In many impoverished counties, the cost of life-saving drugs is prohibitive. Sen. Patrick Leahy, D-Vt., has introduced a bill that would allow U.S. generic drug firms to manufacture lost-cost generic versions of patented medicines for export to needy nations.
Pharmaceutical companies are not the only culprits. Human Rights Watch noted that in Zimbabwe, "Three thousand people die each week due to governmental policies that create formidable obstacles to accessing life-saving treatment."
It's also tough, if not impossible, to get around many of the customs in male-oriented societies.

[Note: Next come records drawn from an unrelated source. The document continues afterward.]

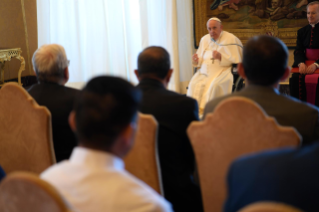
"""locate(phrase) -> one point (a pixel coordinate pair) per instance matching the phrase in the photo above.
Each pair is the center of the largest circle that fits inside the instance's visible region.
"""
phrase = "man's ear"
(286, 74)
(72, 121)
(241, 70)
(136, 74)
(123, 146)
(168, 76)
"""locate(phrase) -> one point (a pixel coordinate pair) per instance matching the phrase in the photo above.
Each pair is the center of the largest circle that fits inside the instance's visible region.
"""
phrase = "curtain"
(105, 36)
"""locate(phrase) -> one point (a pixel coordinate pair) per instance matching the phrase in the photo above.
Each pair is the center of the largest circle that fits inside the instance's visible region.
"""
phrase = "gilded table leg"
(22, 68)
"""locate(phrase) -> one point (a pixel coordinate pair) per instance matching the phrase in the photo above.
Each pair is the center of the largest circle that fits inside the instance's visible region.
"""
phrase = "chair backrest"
(238, 126)
(23, 191)
(25, 132)
(142, 161)
(269, 207)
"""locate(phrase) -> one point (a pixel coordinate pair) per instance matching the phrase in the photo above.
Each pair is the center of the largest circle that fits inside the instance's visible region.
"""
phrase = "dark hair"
(104, 108)
(155, 61)
(264, 60)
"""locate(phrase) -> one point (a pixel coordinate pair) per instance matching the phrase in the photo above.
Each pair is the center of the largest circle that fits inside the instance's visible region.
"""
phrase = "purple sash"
(311, 80)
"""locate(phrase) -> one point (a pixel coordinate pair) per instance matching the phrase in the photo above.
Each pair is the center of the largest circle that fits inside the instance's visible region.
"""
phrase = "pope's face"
(313, 14)
(214, 29)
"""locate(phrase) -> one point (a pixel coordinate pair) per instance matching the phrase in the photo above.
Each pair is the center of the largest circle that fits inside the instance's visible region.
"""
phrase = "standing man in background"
(214, 62)
(307, 49)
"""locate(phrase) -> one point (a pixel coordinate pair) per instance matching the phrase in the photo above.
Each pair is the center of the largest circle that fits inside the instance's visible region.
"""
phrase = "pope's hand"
(195, 59)
(302, 68)
(217, 55)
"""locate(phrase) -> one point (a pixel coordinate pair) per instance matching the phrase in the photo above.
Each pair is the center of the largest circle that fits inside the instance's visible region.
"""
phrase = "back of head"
(313, 3)
(49, 63)
(154, 61)
(264, 60)
(105, 107)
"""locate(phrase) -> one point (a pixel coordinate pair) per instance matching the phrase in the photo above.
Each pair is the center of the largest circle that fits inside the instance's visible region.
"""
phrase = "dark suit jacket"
(290, 176)
(304, 41)
(286, 110)
(59, 100)
(173, 112)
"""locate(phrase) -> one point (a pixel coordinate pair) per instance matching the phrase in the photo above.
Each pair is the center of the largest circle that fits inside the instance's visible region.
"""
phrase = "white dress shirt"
(97, 181)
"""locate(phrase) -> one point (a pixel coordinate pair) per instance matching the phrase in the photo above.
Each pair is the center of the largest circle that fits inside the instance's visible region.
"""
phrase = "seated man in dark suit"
(174, 112)
(51, 67)
(264, 66)
(289, 176)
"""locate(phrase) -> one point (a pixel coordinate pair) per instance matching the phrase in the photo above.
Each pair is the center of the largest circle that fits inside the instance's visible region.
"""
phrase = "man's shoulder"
(124, 190)
(48, 90)
(138, 193)
(297, 104)
(211, 105)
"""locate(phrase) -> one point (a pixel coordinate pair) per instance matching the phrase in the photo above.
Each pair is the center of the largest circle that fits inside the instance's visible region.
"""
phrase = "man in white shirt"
(94, 179)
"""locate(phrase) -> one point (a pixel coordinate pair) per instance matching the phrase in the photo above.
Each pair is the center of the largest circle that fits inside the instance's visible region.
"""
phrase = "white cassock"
(214, 79)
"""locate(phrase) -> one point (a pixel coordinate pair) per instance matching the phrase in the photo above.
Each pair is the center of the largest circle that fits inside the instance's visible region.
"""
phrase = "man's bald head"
(153, 61)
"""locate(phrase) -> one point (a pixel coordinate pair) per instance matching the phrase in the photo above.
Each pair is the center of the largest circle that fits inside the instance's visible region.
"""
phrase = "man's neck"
(274, 86)
(162, 81)
(313, 25)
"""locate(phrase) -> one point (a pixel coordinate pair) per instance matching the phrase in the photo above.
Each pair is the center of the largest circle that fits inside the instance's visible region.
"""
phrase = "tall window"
(106, 36)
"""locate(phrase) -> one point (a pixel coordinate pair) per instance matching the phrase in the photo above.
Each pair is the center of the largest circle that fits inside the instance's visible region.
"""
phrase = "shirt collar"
(95, 158)
(262, 88)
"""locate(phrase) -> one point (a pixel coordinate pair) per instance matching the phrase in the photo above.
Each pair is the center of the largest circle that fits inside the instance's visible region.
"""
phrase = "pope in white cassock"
(214, 78)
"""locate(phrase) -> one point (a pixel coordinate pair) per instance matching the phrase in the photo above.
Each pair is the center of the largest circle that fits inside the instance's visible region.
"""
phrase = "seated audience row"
(51, 67)
(104, 121)
(94, 178)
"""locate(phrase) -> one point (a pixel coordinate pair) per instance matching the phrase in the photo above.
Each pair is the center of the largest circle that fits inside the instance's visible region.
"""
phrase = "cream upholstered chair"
(23, 191)
(269, 207)
(238, 126)
(25, 132)
(142, 161)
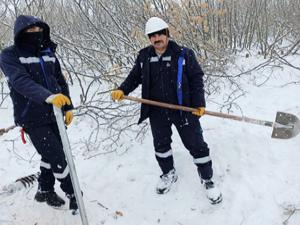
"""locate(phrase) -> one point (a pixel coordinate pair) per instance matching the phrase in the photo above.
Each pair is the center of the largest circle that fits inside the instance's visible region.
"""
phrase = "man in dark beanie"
(36, 83)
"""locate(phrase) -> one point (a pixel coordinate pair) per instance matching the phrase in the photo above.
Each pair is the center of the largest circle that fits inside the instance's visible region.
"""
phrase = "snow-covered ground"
(259, 176)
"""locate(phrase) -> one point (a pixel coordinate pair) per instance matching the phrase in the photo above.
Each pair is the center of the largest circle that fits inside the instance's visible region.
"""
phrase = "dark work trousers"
(47, 141)
(190, 132)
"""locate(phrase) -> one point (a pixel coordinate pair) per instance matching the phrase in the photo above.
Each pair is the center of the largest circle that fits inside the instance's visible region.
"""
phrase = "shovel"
(286, 125)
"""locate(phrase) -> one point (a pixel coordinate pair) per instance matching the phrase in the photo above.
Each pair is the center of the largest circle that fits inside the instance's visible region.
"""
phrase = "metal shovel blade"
(285, 126)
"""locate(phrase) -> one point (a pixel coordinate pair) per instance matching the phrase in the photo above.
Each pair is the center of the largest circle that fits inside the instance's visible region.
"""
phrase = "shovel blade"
(286, 126)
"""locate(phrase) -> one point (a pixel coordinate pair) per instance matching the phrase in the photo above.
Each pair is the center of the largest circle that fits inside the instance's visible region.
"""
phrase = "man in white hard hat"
(170, 73)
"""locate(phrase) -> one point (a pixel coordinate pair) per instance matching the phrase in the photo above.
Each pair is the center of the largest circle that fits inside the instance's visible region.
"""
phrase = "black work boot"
(50, 197)
(73, 203)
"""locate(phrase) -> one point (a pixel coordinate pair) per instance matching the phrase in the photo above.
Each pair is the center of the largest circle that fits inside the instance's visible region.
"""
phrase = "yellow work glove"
(59, 100)
(68, 117)
(117, 95)
(200, 111)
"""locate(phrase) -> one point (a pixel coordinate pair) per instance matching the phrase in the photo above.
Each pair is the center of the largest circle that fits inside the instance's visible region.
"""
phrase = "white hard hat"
(155, 24)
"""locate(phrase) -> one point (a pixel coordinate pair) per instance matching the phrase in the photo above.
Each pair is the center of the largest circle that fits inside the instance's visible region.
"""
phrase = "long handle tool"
(68, 154)
(286, 125)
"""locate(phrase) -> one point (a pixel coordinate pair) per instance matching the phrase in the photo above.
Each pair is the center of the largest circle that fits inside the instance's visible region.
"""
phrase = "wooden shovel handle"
(189, 109)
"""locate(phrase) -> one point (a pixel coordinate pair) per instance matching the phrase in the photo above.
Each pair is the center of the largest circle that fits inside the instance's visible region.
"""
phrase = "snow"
(259, 176)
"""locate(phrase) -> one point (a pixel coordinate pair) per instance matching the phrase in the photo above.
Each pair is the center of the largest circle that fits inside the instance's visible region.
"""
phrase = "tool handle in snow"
(69, 158)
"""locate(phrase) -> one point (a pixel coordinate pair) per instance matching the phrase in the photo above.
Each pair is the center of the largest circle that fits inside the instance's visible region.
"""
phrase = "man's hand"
(68, 117)
(117, 95)
(200, 111)
(58, 100)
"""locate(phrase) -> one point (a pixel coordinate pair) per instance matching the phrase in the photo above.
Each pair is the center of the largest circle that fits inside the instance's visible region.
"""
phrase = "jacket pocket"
(25, 110)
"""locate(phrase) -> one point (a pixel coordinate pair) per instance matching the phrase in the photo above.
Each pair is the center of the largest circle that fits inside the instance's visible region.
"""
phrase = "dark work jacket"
(158, 76)
(33, 75)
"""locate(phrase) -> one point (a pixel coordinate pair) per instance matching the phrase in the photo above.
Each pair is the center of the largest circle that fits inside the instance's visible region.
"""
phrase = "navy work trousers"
(47, 141)
(190, 132)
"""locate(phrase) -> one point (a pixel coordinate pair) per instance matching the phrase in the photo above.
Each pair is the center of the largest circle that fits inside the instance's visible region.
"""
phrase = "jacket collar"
(173, 47)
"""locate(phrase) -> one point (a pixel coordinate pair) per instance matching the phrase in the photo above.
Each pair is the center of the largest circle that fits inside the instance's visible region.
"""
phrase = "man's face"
(159, 40)
(34, 29)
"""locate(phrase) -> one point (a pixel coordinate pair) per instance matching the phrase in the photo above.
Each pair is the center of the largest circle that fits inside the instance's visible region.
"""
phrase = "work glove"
(200, 111)
(117, 95)
(58, 100)
(68, 117)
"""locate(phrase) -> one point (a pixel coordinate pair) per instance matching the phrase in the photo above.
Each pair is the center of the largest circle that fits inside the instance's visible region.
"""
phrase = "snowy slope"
(259, 176)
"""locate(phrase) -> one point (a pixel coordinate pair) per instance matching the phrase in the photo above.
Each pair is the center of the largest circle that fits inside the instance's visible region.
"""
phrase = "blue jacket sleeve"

President George W. Bush has insisted that at least one-third of U.S. funds to fight AIDS must go to the ABC program —"Abstain, Be faithful, use Condoms."
In a speech to the convention, Bill Gates noted, "Abstinence is often not an option for poor women and girls who have no choice but to marry at an early age. Being faithful will not protect a woman whose partner is not faithful. And using condoms is not a decision that a woman can make by herself; it depends on a man."
There are also the issues of stigma and discrimination. And the church, as the foremost defender of moral and social norms, has been complicit in condemning those afflicted with AIDS.
"We raise our voices to call for an end to silence about this disease — the silence of stigma, the silence of denial, the silence of fear," declared a 2002 statement from Anglican Primates on AIDS. "We confess that the church herself has been complicit in this silence. When we have raised our voices in the past, it has been too often a voice of condemnation. We now wish to make it clear that HIV/AIDS is not a punishment from God.
"Our Christian faith compels us to accept that all persons, including those who are living with HIV/AIDS, are made in the image of God and are children of God."

George E. Curry is editor-in-chief of the NNPA News Service.